Personale della Digos della Questura di Napoli sta esaminando una serie di video attraverso i quali si sta cercando di identificare i responsabili del tentativo d'aggressione subito oggi dal candidato del Centrodestra a sindaco di Napoli Gianni Lettieri. Al momento non risultano essere stati formalizzati dei provvedimenti in merito all'episodio.

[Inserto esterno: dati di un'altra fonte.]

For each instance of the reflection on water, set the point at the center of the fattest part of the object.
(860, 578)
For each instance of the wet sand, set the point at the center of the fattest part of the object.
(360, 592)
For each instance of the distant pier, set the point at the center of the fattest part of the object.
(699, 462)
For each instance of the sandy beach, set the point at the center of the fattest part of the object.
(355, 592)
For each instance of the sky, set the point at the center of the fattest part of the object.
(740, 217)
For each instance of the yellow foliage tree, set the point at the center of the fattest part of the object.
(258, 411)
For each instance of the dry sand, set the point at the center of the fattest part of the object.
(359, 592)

"Il candidato del centrodestra era partito lancia in resta: vittoria al primo turno, indipendenza dai partiti e forti novità programmatiche. Adesso si sveglia dal sogno e si scopre che la vittoria al primo turno non esiste, Cosentino lo richiama all¿ordine ricordandogli che deve rispondere ai partiti e, infine, le novità programmatiche sono l'aver copiato il sindaco di Firenze". Ad affermarlo, è Vincenzo Ruggiero (Idv), segretario cittadino di Napoli di Italia dei Valori. "Possono i napoletani ignorare tutto questo? C'é il colpo di scena finale: la venuta dell'uomo della provvidenza il 13 maggio! Se Napoli non fosse nella drammatica situazione in cui é, ci sarebbe da ridere", aggiunge Ruggiero. "Purtroppo tutto ciò va preso sul serio. Tra candidati con problemi giudiziari, consiglieri comunali che non hanno saputo neanche raccogliere le firme per lo scioglimento e che hanno vinto il premio della ricandidatura, Lettieri completa il quadro della sua offerta politica", continua l'esponente di Idv che conclude: "Scusate, dimenticavamo Mastella. Alleato fidato di Cesaro e Caldoro, si è candidato per 'contarsi' e magari poi chiedere un assessorato non solo al Comune, perché lì si può perdere, ma magari in Regione. Di Napoli non gliene frega niente, ma siamo certi che Lettieri lo accoglierà a braccia aperte. Povera Napoli, di questi signori non ti fidare".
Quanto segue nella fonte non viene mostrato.